Wij
Beatrix, bij de gratie Gods, Koningin der Nederlanden, Prinses van
Oranje-Nassau, enz. enz. enz.
Allen,
deze deze zullen zien of horen lezen, saluut! doen te
weten:
Alzo Wij in overweging genomen
hebben, dat het wenselijk is de gemeenten Obdam en Wester-Koggenland
samen te voegen;
Zo is het, dat Wij, de Raad van State gehoord,
en met gemeen overleg der Staten-Generaal, hebben goedgevonden en
verstaan, gelijk Wij goedvinden en verstaan bij
deze:
§ 1. Opheffing en
instelling van gemeenten
Artikel 1
Met ingang
van de datum van herindeling worden de gemeenten Obdam en
Wester-Koggenland opgeheven.
Artikel 2
Met ingang
van de datum van herindeling wordt de nieuwe gemeente Koggenland
ingesteld, bestaande uit het grondgebied van de op te heffen gemeenten
Obdam en Wester-Koggenland, zoals aangegeven op de bij deze wet
behorende kaart.
§ 2. Overige
bepalingen
Artikel 3
Voor de nieuwe gemeente
Koggenland wordt de op te heffen gemeente Wester-Koggenland aangewezen
voor de toepassing van artikel 36 van de Wet algemene regels
herindeling, in verband met de toepassing van de instructies en
reglementen, bedoeld in dat artikel.
Artikel 4
Voor de op
te heffen gemeenten Obdam en Wester-Koggenland wordt de nieuwe gemeente
Koggenland aangewezen voor de toepassing van de volgende bepalingen van
de Wet algemene regels
herindeling:
a. artikel 39, tweede lid, in verband met de heffing
en invordering van gemeentelijke belastingen;
b. artikel 41, derde lid, in verband met de
deelneming aan gemeenschappelijke regelingen;
c. artikel 45, tweede lid, in verband met de rechten
en verplichtingen die verband houden met de overgang van de voorziening
van drinkwater, elektriciteit en
gas.
Artikel 5
1. Voor de
nieuwe gemeente Koggenland wordt een tussentijdse raadsverkiezing als
bedoeld in artikel 52, tweede lid, onderdeel a, van de Wet algemene
regels herindeling gehouden.
2. Met
de voorbereiding van de tussentijdse raadsverkiezing wordt de op te
heffen gemeente Wester-Koggenland belast.

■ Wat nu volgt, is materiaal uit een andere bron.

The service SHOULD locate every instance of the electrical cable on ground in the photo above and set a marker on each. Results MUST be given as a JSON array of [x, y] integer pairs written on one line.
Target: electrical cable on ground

3. Indien de datum van herindeling valt binnen twee
jaar voor de datum waarop de reguliere verkiezingen voor de leden van
de gemeenteraden ingevolge de Kieswet moeten worden gehouden, vinden
deze verkiezingen niet plaats in de gemeente die bij deze wet is
ingesteld.
4. De zittingsperiode van
de leden van de raad van de nieuwe gemeente eindigt in de in het derde
lid bedoelde situatie gelijk met de zittingsperiode van de leden van de
raden van de overige gemeenten die volgt op de eerste verkiezingen voor
de gemeenteraden na de datum van herindeling.
Artikel 6
Artikel 3 van de Wet op de
rechterlijke indeling wordt met ingang van de datum van herindeling als
volgt gewijzigd:
In het gestelde onder
«Arrondissement Alkmaar» vervallen «,
Obdam» en «, Wester-Koggenland» en wordt na
«Hoorn» ingevoegd: ,
Koggenland.
Artikel 7
De bijlage, bedoeld in artikel 21, eerste lid, van de
Politiewet 1993 wordt met ingang van de datum van herindeling als volgt
gewijzigd:
Onder
«Noord-Holland-Noord» vervallen «Obdam» en
«Wester-Koggenland» en wordt na «Hoorn»
ingevoegd:
Koggenland.
Artikel 8
Deze wet
treedt in werking met ingang van de dag na de datum van uitgifte van
het Staatsblad waarin zij wordt
geplaatst.
Lasten en bevelen dat deze in het Staatsblad zal worden geplaatst
en dat alle ministeries, autoriteiten, colleges en ambtenaren wie zulks
aangaat, aan de nauwkeurige uitvoering de hand zullen houden.